Il 24 settembre scorso la Vetri Speciali di Spini di Gardolo (Trento) ha annunciato, in una indirizzata a Filctem Cgil, Femca Cisl, Uiltec Uil territoriali e Rsu dello stabilimento, l’avvio di 13 settimane di cassa integrazione (dal 7 ottobre al 5 gennaio 2025) a zero ore settimanali o a orario ridotto per un massimo di 195 dipendenti. A motivare la decisione, la “necessità di ridurre la propria attività produttiva a causa della carenza di commesse legata all'andamento dei mercati di riferimento”.
Alimentare
Un piano di riorganizzazione globale con 7.500 esuberi e 3.200 in Europa. Di questi, 143 saranno nella sede di Roma (praticamente un terzo del personale). Questo l’annuncio del 4 settembre scorso della multinazionale britannica Unilever, tra le più grandi aziende mondiali di prodotti di largo consumo. La società ha motivato gli esuberi con la “complessità dello scenario socio-economico a livello europeo e la crescente competizione sui mercati locali e internazionali”. I sindacati hanno dichiarato lo stato do agitazione: “Una decisione inaccettabile, così come il numero di esuberi dichiarati. È necessario che l’azienda torni sui propri passi”.
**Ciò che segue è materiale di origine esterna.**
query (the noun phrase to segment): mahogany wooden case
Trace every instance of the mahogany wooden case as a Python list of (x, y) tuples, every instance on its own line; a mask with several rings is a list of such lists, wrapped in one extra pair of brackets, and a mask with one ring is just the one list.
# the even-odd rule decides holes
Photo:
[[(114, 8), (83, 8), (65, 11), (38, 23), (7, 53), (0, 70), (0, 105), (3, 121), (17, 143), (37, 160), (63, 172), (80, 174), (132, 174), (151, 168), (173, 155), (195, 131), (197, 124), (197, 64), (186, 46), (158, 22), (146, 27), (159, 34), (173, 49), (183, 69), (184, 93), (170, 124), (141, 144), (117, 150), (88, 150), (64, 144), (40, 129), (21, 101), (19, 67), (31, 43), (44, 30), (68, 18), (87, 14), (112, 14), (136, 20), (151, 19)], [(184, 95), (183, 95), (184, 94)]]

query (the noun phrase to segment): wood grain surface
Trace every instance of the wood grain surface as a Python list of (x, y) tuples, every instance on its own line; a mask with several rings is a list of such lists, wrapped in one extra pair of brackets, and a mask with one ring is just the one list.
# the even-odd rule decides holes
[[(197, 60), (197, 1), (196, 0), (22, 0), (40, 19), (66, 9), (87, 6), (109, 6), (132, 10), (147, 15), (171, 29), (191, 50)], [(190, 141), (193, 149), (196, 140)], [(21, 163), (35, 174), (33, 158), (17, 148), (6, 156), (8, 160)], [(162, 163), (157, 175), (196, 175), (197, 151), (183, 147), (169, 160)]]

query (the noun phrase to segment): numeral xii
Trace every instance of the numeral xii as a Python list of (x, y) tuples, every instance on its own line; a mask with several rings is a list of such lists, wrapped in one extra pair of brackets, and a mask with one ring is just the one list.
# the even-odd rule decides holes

Cassa integrazione straordinaria fino al dicembre prossimo, incentivi all’esodo per chi vorrà andarsene e l’impegno a trovare in tempi brevi nuovi investitori. Questi i contenuti dell’accordo firmato lunedì 30 settembre per i 40 dipendenti della Italgelato di Camisano Vicentino (Vicenza), azienda specializzata nella produzione di dessert surgelati per la grande distribuzione, cui il 28 agosto era stata comunicata la chiusura dello stabilimento. Flai Cgil: “Ci auguriamo che la continuità nel sito, grazie a un nuovo protagonista, possa salvaguardare il tessuto industriale del territorio”.
Il 5 settembre scorso la multinazionale belga Barry Callebaut, azienda di livello mondiale nella produzione di specialità di cioccolato, ha comunicato la chiusura (programmata per marzo 2025) dello stabilimento di Verbania, con il conseguente licenziamento dei 93 dipendenti a tempo indeterminato e dei 25 con contratti a termine. La dismissione fa parte di una ristrutturazione globale del gruppo, che prevede 2.500 licenziamenti (di cui 900 in Europa) e la chiusura di tre siti produttivi. Sindacati e Regione Piemonte sono attualmente in trattativa con la società per mantenere attiva la produzione ancora per un anno in modo da poter cercare un nuovo acquirente.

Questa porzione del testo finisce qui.